En revenant sur l’action de ces acteurs « quatrevingtsixards », nul ne peut s’empêcher de croire à la pertinence de Marx selon laquelle : « la première fois, l’histoire apparait comme une tragédie, la deuxième fois comme une comédie ». Aucun savoir-faire n’a donc  pris les commandes au moment de leurs prises de fonction jusqu’à la fin de leurs mandats. L’État, en ayant assez de payer les pots cassés, se résout à devenir une simple formalité de détention de ministères et  de directions générales, et se loge désormais  chez les Youri Latortue, les Garry Bodo et leurs collègues parlementaires qui veillent  jour et nuit à sa sûreté. Une situation qui oblige à reprendre le chemin de l’observation de Maurice  SIXTO qui nous rappelait il y a plus de trente ans que nous aimons les paradoxes.

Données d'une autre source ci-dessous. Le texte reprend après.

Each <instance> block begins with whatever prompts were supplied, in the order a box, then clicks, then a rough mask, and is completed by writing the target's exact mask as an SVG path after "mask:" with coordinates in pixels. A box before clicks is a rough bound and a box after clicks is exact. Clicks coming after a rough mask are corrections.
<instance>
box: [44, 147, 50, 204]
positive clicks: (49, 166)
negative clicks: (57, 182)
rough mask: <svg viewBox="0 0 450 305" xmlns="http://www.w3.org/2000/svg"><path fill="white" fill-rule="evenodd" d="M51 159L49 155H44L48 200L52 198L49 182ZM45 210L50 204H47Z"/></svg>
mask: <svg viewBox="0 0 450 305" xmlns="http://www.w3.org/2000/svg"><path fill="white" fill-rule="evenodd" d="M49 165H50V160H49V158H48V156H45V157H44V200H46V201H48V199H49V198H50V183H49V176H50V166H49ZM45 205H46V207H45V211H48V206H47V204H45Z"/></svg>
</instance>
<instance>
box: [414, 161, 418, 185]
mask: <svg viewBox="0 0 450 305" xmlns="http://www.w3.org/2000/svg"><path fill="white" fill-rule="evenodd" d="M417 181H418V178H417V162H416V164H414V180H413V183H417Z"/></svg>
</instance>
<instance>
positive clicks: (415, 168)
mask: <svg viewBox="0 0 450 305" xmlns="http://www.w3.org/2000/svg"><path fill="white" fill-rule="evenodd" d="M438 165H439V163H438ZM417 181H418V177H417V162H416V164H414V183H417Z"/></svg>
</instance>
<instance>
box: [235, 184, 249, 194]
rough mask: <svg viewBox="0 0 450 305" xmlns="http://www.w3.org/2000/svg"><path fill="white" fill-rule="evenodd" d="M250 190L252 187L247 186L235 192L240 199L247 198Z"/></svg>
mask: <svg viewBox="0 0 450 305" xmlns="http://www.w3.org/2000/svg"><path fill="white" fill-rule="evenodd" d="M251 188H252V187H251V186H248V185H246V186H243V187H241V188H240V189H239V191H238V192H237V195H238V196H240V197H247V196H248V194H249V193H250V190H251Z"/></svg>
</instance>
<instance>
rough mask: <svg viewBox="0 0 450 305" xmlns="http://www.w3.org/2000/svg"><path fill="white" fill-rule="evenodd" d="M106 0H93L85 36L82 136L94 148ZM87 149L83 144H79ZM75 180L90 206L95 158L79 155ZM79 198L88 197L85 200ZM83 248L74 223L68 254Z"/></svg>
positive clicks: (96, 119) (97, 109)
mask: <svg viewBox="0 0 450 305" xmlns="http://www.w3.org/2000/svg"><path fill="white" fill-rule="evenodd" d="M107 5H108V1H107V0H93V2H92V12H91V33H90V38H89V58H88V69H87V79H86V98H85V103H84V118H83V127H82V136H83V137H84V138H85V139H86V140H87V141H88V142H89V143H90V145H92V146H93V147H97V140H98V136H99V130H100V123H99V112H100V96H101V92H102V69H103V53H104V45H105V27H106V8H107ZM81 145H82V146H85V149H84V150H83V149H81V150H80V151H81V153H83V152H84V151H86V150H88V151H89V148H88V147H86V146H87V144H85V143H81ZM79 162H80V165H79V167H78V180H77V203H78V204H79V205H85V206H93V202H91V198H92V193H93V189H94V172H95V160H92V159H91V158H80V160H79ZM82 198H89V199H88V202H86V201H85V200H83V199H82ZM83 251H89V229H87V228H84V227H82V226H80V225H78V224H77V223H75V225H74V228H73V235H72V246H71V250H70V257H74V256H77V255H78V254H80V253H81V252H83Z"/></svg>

De même qu’il existait un  temps  où la saison était si triste qu’il fallait se parler par signes, le temps politique que nous vivons est celui où nos chefs ne veulent même plus attendre le vote des bêtes sauvages pour enclencher le processus du repartimientos.

Sur la base du constat de la fabrication du brassage du vide, de l’indigence dans laquelle sont maintenues les couches défavorisées de la population qui ne demandent qu’un minimum de bien-être dû à leur humanité, et convaincu que le temps de demander des comptes est venu, il est plus que souhaitable que nos politiques ravalent leur caquet et laissent la place à une énergie nouvellement fondatrice et qui prend sens dans l’idée qu’on ne peut plus se laisser gouverner par la médiocratie, comme le dirait Leslie François Saint-Roc MANIGAT.

Merci à Jacques Roumain de nous avoir laissé Gouverneur de la rosée qui nous donne encore le droit de rêver… Merci à la génération Café Philo, Ayibopost, la loi de ma bouche, Groupe Echo, Elan et toutes les autres qui oeuvrent à fabriquer un sens commun qui emportera le rêve devenu cauchemar de 1986.